OK just researched Kobler. Pax Mahle made a syrah from their grapes, I did not know that, and it’s available everywhere. But nothing for sale, in any variety, in any US store under the Kobler name. Guess you have to go direct:

Do you know which bottling and vintage you had of the Cedric Bouchard Champagne?

Sounds very similar to the 2003 Beaucastel we had last night with Turkey Pot Pie. Nose all purple and alcohol, a bit thin in the mouth and a strange mix of fruit, spoofiness and vague vegetal notes. No real tannins. If somebody told me it was a middling Central Coast GSM I’d say “yep, next” - just meh. I have another and shoved it in the back.

The Tuscans are masters of spoof. I’m betting a nice part of those tannins came from small silvery bags.

Not by any means a denouncement of Tuscan people or all Tuscan wine. But if you drink from the huge and famous producers, Antinori and Frescobaldi first in line but only tip of it; or just about any wine made from a handful of the famous consultants, Ferrini and Cottarella first among equals - and don’t appreciate spoof? Something went wrong in the line of communication… The emperor might have little clothing and he might not look good and fit without.

Edit: A wine made from Ferrini would likely taste worse than a wine made by Ferrini. (I was typing from phone earlier.)

The Bouchard was vintage 2009 disgorged April 2011.

Based on the above comments, I’m happy for my palate that I may have been right about the Messorio and sad (1) that I paid for it LOL and (2) that this happens with expensive wines in Tuscany. Spoofed wines in Napa and Central Coast and $30 Bordeaux suddenly in one vintage getting $100 and 98 points? And some Australian wines? Those I am resigned to and I think I know how to avoid spending money on them. Too bad it seems something to be aware of for all red Rhone and Bordeaux varieties wherever produced.

Premier Cru just sent a 20 percent off email. Boislauzon Quet CdP. 100 points Parker in 2007 and 2010.

Newly cynical from the above comments, i smelled a rat. Researched it. $250-300 in those two vintages. $50-100 every other vintage. Uh oh. Cellartracker: very good wine except those two vintages which were hot, alcoholic, extracted, artificial.
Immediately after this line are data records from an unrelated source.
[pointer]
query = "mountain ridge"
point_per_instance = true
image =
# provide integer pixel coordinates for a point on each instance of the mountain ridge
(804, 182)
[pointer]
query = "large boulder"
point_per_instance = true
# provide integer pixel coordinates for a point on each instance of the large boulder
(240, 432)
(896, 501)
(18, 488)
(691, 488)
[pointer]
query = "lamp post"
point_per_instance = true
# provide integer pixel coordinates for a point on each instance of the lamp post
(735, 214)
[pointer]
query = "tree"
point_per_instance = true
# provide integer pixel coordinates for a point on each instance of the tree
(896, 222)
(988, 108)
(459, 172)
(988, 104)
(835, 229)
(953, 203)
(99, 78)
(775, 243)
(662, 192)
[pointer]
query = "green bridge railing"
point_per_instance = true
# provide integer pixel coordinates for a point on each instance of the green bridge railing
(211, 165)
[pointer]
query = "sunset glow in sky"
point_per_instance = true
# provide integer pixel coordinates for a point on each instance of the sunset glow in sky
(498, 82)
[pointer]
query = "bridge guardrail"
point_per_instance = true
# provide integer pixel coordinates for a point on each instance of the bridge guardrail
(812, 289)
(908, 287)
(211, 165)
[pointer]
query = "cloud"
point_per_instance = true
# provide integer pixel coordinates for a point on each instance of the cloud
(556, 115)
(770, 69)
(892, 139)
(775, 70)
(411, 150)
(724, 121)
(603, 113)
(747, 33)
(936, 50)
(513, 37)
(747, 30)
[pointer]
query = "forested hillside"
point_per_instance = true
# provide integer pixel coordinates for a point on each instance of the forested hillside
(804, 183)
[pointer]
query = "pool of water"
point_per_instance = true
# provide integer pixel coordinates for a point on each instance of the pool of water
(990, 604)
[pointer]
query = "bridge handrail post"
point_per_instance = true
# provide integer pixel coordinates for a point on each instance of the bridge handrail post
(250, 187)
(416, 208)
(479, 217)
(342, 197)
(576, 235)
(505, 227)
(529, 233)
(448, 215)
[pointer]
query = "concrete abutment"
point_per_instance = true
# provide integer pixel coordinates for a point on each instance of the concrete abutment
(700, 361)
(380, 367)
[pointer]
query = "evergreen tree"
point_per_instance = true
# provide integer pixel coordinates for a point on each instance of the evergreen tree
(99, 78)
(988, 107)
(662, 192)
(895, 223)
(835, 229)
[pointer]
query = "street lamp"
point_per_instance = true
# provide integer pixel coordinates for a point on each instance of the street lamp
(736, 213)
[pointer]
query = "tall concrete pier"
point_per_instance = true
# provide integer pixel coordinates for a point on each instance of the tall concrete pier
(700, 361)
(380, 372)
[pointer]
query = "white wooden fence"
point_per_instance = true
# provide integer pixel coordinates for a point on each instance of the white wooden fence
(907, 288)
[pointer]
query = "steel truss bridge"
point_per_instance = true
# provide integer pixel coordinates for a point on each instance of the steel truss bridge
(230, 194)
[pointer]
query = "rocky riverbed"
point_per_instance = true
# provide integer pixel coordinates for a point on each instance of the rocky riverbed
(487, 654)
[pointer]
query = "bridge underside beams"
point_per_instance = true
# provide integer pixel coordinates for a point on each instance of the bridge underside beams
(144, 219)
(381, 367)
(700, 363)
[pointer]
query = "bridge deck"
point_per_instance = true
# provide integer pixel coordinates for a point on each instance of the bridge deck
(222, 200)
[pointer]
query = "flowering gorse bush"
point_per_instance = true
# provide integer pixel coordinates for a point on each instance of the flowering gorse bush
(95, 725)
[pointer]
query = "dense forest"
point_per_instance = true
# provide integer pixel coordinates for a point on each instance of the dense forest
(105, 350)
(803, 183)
One guy gave it a 98, but he drinks with Parker and his verbiage is Parkeresque.

This thread has given me insight and good healthy skepticism about suddenly high scoring rich red wines other than pinot.

Also: Kobler’s website does not work
Also: the Cedric Bouchard was the Boloree, pinot blanc, incredible wine. But it doesn’t say Boloree anywhere on the bottle.

What if he were sufficiently macerated?